From Publishers Weekly:
The characters in this uniformly excellent first collection of short stories inhabit a strange world where people sing folk songs in Sanskrit and Shakespeare's Hamlet has Celtic origins. Fitzpatrick offers a dozen ribald and hilarious modern fables that revel in the self-professed eccentricity of the Irish people. The brief prologue reveals an annual convocation of lunatics who come together on the Irish coast to eat watercress, drink holy water and celebrate their lunacy. Fitzpatrick's protagonists, too, display a fine madness. Finnula so desperately wants to lose her virginity that she surrenders it to a brisk Englishman and in the process confirms the "English disease," a malady characterized by fear of children and a craving for dragons. Slattery is an unrepentant Marxist who is so upset by the fall of the Sandinistas and the collapse of Soviet governments in Eastern Europe that he must trick his frigid mother into giving him a reassuring touch. Controversy surrounds Fitzpatrick: Having been selected for the the Irish Times /Aer Lingus Prize, she lost it amid rumors that she is not only not Irish but also a man. The claims will strike readers as incredible. The stories reflect a sensibility not only female but patently Irish.

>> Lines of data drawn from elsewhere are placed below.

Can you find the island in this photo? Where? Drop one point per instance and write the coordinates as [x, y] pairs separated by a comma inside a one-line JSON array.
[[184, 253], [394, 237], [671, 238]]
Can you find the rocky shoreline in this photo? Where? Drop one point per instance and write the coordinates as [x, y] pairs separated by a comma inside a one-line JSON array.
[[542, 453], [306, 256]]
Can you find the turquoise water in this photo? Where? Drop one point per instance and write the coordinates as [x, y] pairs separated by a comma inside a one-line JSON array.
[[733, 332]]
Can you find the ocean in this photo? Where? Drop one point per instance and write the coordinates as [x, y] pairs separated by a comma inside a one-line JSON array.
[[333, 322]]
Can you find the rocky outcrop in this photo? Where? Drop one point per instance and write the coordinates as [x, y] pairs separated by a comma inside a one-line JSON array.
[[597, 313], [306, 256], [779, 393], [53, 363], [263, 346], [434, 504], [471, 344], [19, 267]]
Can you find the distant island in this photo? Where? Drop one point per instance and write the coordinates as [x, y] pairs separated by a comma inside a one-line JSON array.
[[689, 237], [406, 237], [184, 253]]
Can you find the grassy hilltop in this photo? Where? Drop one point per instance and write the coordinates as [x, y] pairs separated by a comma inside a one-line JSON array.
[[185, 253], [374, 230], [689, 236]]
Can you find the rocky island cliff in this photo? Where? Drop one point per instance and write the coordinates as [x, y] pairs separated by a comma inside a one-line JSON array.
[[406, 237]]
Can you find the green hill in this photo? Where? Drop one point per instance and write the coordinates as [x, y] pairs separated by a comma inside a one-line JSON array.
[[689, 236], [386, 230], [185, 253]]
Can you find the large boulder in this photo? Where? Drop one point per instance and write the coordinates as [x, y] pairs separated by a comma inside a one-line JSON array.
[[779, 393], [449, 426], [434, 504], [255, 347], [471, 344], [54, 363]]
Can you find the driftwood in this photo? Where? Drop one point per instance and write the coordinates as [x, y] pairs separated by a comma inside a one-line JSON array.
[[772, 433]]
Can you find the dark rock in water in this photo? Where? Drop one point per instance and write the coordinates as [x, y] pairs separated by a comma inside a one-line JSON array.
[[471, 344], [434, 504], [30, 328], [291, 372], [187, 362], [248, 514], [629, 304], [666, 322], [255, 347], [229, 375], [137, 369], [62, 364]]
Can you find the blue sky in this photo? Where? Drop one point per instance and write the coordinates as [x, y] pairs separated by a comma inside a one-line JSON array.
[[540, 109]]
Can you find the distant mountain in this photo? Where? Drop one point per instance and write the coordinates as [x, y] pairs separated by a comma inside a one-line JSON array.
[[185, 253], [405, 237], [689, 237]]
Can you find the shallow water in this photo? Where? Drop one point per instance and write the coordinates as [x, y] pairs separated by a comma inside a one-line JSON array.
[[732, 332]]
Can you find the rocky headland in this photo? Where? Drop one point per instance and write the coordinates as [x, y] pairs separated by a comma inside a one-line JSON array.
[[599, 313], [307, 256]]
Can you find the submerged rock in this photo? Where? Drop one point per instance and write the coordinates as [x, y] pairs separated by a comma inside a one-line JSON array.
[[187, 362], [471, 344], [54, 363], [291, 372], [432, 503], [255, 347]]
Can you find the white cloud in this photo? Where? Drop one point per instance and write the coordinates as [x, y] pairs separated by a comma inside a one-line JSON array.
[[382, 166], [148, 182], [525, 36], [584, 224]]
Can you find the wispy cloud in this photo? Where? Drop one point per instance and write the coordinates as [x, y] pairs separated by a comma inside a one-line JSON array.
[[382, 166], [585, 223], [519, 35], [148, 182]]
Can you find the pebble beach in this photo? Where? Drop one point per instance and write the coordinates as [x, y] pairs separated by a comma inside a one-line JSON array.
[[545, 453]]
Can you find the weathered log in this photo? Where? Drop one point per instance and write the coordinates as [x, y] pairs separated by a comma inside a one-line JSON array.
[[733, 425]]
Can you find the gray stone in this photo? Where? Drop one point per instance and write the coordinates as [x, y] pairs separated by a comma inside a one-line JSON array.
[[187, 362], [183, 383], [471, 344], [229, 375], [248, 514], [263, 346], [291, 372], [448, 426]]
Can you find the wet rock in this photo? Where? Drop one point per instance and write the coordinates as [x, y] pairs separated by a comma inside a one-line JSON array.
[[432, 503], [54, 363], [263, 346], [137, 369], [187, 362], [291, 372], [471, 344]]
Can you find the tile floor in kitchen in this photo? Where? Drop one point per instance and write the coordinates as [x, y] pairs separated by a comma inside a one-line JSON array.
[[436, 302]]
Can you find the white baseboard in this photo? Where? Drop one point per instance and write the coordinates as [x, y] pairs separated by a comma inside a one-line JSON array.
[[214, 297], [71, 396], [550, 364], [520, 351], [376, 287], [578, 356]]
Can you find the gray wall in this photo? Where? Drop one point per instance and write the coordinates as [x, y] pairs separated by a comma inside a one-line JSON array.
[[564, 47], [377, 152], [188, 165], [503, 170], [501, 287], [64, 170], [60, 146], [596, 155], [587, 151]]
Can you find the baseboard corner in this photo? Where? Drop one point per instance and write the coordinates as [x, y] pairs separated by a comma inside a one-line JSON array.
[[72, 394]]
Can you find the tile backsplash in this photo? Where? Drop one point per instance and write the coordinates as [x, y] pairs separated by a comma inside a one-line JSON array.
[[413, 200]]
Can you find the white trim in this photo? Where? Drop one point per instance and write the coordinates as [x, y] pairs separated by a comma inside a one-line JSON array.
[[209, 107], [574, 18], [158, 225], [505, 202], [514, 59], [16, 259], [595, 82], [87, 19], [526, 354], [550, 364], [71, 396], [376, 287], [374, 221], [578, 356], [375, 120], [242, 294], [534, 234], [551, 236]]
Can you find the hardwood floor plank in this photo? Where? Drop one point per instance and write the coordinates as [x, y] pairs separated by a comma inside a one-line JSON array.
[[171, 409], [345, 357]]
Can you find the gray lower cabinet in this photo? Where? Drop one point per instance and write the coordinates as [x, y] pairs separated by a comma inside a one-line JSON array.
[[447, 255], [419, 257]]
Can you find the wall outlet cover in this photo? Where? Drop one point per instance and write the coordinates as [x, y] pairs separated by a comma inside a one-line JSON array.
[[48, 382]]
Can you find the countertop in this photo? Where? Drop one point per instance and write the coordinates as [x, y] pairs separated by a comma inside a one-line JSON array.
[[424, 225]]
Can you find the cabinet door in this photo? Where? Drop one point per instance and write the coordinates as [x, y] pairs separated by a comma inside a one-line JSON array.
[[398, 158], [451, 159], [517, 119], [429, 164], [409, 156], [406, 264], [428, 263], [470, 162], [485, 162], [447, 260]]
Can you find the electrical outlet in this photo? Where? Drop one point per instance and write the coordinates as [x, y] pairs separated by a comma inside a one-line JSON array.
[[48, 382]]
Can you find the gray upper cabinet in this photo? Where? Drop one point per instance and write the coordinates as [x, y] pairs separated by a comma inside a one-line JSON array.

Copyright 1992 Reed Business Information, Inc.
From Library Journal:
Fitzpatrick's slight, clever sketches present sophisticated Irish characters searching for meaning in contemporary life. In "A Free Man," Bernard Slattery, Sanskrit professor and "seeker on the Path," has a nervous breakdown, after which he can get away with anything since everyone thinks he's crazy. "My Last Chance" concerns another character looking for enlightenment who goes to see Bernard Slattery's Swami but is disappointed when the Swami seems all too human (he has a cold). Renowned poet A. T. Harrington has depended for years on a farmer's wife to write his "masculine" poems for him in "In the Company of Frauds." "An Unusual Couple" is a playful ghost story, while "Genius Loci" concerns a woman who moves constantly to find just the right house but is never satisfied. Employing sly wit and dazzlingly inventive wordplay, Fitzpatrick lampoons priests, poets, and visionaries, but her meager plots and one-dimensional characters make for unsatisfying fiction. Recommended for large collections only.